Según ella, no era ni de lejos lo bastante hábil para manejar una espada correctamente, y mucho menos dos a la vez, como para que me enseñara Dos Cielos en Uno.
Eso hirió mi ego.
Pero entonces, con una cara completamente seria, añadió que tampoco era lo bastante maduro mentalmente para comprender la profunda filosofía que se escondía tras la Caída Antes de la Primavera.
Eso dolió aún más.
—¿¡Qué coño quieres decir con que no soy maduro!?
—empecé a hacer un berrinche de inmediato—.
¡Soy muy maduro!
¿¡Sabes cuántos mensajes directos recibí de chicas mayores en la Academia!?
¿¡Estarían babeando por mí si no fuera maduro!?
Juliana enarcó una ceja, delicada y sentenciosa, y luego dijo con suavidad: —Ahí tienes la prueba.
Casi perdí los estribos y me puse en guardia de boxeo.
—¡Ven aquí, maldita arpía!
¡Vas a probar mis puños!
Juliana se masajeó la sien.
—Joven Maestro… la Caída Antes de la Primavera requiere aplomo emocional, serenidad, disciplina y claridad de espíritu.
Usted posee… —hizo un gesto vago e impotente en mi dirección—, lo contrario de todo eso.
Me crucé de brazos.
—Puedo ser sereno.
Últimamente estoy aprendiendo a meditar con Alexia.
—Sí, te vi aprender.
Todos te vimos.
Estabas durmiendo —dijo, inexpresiva.
Dudé.
—… ¡Vale, entonces puedo ser disciplinado!

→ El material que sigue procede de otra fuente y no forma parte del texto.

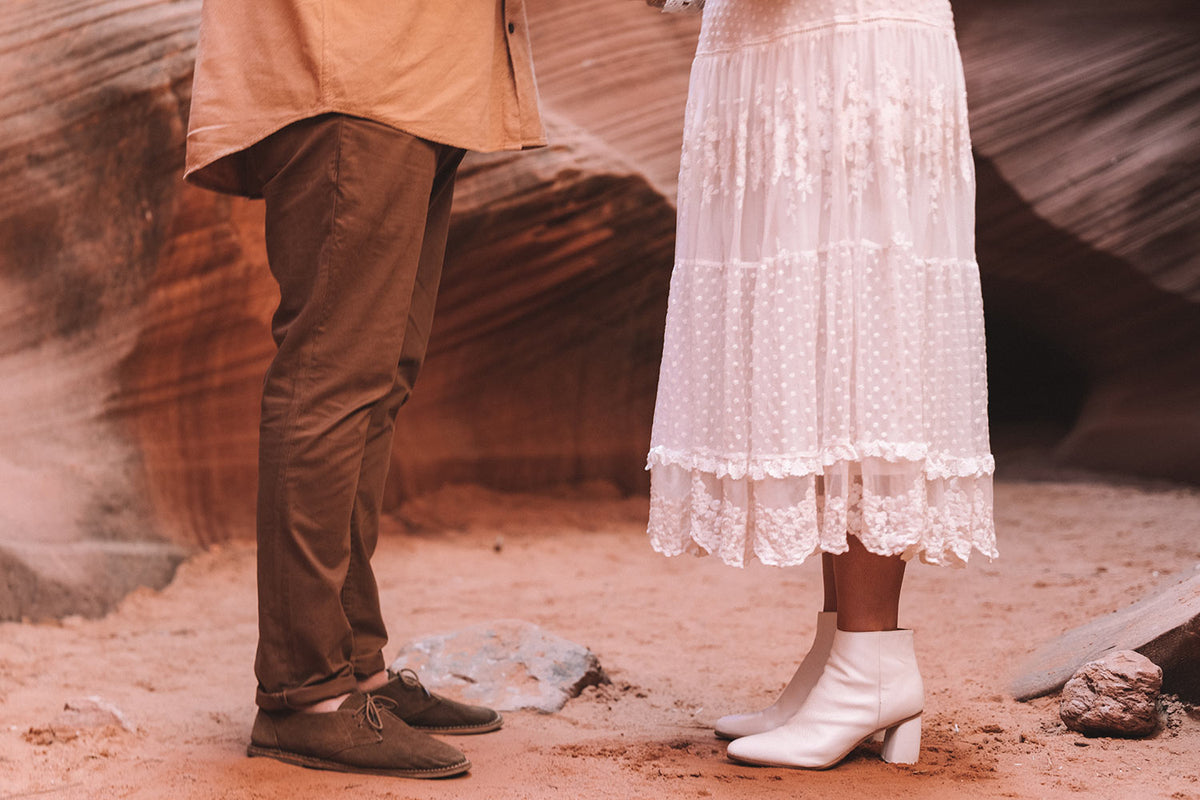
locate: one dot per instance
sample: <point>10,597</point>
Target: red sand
<point>684,641</point>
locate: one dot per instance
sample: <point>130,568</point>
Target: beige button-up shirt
<point>451,71</point>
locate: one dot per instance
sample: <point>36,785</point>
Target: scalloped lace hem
<point>783,521</point>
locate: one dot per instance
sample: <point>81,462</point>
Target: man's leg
<point>347,205</point>
<point>360,596</point>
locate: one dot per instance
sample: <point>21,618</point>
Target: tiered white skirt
<point>823,371</point>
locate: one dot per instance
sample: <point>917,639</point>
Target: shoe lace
<point>373,708</point>
<point>409,678</point>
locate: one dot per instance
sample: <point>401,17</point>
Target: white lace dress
<point>823,371</point>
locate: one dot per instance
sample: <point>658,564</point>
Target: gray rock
<point>507,665</point>
<point>1114,696</point>
<point>1163,626</point>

—Faltaste a casi todas tus clases en la Academia —añadió en el mismo tono.
Empecé a sudar.
—¿Pu-puedo tener claridad de espíritu, entonces?
Llegado a este punto, Juliana ni siquiera se dignó a darme una respuesta verbal.
Se limitó a mirarme fijamente el tiempo suficiente para que la brisa se apiadara de mí.
—Horizontes Florecientes —repitió finalmente—.
Es el único que te enseñaré.
Exhalé ruidosamente.
—Bien.
Como sea.
Dime de qué va.
Juliana cambió de postura, invocando de nuevo sus espadas en sus manos.
Su tono se volvió serio mientras comenzaba a explicar.
—Horizontes Florecientes es un arte de la espada que se apoya mucho en el juego de pies.
Se centra en el movimiento rápido, un flujo ágil y muchos ataques de finta para crear aberturas.
No dominas ni abrumas a tu enemigo con fuerza o imprevisibilidad.
Lo superas con maniobras.
En niveles más altos, cuando puedes canalizar tu Esencia fuera de tu cuerpo, puedes extender tus estocadas más allá del alcance natural de tu espada.
También puedes atacar desde muchas direcciones diferentes a la vez.
Se dice que, en su apogeo, el practicante de esta técnica puede crear suficientes espadas etéreas con su Esencia como para cubrir todo el horizonte.
Asentí mientras hablaba.
—Pero a nuestro nivel, la clave —añadió, entrecerrando los ojos—, es la anticipación.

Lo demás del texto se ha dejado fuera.